The root certificate is ISRGX1 and here is the expiring certificate information:

The current build is 3.6.0.beta1-dev (7ee52c8f85)

There was a period of time that the endpoint that let’s encrypt needed was redirected. That’s fixed if you rebuild.

About how long after I update should the certificate be renewed?

If memory serves the certificates are valid for 3 months, and they will now attempt to auto renew before then.

Yes I know how it’s meant to work.

But it’s been over a day since I updated the forum software and the certificate doesn’t appear to have been updated yet. It’s got 5 days before it expires so it really needs to be renewed soon.

I’m on the Discouse stable branch if that makes a difference. Is it possible the endpoint fix hasn’t been backported?

For me the certificate updated immediately after the rebuild

Did you rebuild through the web or via the command line?

Yes, the explanation was here:

My forum has finally updated its certificate after I did a command line rebuild.

We have had the same experience of SSL not renewing.

It would be great if someone could double check that web.ssl.template is behaving correctly on discourse-docker, it appeared to me that port 80 was not actually serving any /.well-known/ URLs used by Let’s Encrypt, all URLs were forwarding to SSL including test files I manually placed into /var/www/discourse/public/.well-known/ . I had to edit /etc/nginx/conf.d/outlets/before-server/20-redirect-http-to-https.conf directly inside the app container.

Perhaps this started after commit ae4887a of discourse-docker?

There was another error with the well known route in recent memory.

When’s the last time you did a rebuild?

Same here.

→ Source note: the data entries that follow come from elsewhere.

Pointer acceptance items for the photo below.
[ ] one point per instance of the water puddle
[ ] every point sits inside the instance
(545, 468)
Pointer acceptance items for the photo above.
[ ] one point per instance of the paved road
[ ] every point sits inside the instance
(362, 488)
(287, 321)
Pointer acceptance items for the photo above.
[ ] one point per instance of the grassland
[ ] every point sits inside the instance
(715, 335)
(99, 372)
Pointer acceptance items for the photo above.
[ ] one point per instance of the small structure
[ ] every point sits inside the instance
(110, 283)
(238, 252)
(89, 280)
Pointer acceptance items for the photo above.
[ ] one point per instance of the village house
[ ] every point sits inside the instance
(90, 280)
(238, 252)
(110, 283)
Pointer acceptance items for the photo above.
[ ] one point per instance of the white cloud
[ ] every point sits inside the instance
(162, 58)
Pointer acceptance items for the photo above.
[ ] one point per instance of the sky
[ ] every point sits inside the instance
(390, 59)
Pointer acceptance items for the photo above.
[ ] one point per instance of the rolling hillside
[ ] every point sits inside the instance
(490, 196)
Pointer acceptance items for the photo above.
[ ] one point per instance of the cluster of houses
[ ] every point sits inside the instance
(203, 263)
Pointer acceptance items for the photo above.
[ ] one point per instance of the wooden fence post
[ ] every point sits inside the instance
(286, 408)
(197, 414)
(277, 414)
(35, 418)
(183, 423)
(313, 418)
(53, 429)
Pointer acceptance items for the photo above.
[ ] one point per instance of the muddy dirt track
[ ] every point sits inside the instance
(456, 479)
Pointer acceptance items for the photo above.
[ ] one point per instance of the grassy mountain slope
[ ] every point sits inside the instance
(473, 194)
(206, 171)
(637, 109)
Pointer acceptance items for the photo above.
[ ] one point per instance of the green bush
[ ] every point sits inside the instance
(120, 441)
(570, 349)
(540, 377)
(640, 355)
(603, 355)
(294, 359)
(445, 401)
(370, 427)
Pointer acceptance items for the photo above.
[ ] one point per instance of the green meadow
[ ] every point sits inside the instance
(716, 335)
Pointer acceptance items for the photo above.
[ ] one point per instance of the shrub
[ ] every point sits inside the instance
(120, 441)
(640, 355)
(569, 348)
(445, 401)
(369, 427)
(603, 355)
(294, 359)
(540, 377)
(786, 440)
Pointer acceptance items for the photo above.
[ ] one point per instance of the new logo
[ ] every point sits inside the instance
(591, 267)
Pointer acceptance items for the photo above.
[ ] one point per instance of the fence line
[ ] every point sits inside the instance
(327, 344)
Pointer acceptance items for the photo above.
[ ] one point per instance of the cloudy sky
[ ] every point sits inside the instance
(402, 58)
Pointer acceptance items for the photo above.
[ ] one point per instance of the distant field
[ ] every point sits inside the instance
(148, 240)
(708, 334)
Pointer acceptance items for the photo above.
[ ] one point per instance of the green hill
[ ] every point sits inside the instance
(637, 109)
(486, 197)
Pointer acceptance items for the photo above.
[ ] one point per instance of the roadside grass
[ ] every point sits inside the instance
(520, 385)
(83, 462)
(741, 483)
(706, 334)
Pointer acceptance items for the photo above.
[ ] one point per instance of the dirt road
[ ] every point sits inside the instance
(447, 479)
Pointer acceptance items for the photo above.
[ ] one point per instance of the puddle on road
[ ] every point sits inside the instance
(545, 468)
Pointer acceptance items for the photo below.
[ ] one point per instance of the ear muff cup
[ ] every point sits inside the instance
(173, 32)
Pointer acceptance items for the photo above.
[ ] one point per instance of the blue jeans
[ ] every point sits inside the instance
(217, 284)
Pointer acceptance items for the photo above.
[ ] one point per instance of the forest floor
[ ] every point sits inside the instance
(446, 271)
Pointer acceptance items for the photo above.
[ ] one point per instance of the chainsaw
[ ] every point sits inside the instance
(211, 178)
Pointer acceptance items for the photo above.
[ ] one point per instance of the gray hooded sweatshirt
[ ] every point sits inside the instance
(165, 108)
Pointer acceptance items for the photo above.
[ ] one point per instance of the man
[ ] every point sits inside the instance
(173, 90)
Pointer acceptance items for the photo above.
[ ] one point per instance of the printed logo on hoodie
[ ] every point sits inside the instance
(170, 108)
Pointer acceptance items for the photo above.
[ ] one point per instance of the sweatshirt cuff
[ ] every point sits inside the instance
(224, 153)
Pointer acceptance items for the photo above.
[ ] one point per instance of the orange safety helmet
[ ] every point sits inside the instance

I didn’t get a warning abount the cert’s expiration. Enterine the server and launching a rebuild /var/discourse % ./launcher rebuild did the trick.

In my testing on a vanilla nginx install (1.18.0 but I think it’s the same for 1.26.3), an nginx config line return 301 https://thehostname$request_uri; outside of a location completely overrides any earlier location block before it, rather than being a catch-all. I believe /.well-known/ simply isn’t served on port 80 unless the 301 redirect is specifically for another location such as / at the end of the server block. Could be the same problem as this stackoverflow post?

Glad rebuild works, but since the cert had already renewed for me, I couldn’t confirm that a rebuild would allow the Let’s Encrypt validation servers to get there if a cert had expired. Maybe a rebuild kicks off the cert renewal before that template line is in place or similar rather than fixing the templates, but I’m not able to confirm if that’s why rebuild gets the renewal to work.

If you think this is a Discourse but then perhaps you should reply on the github commit or open a new big report.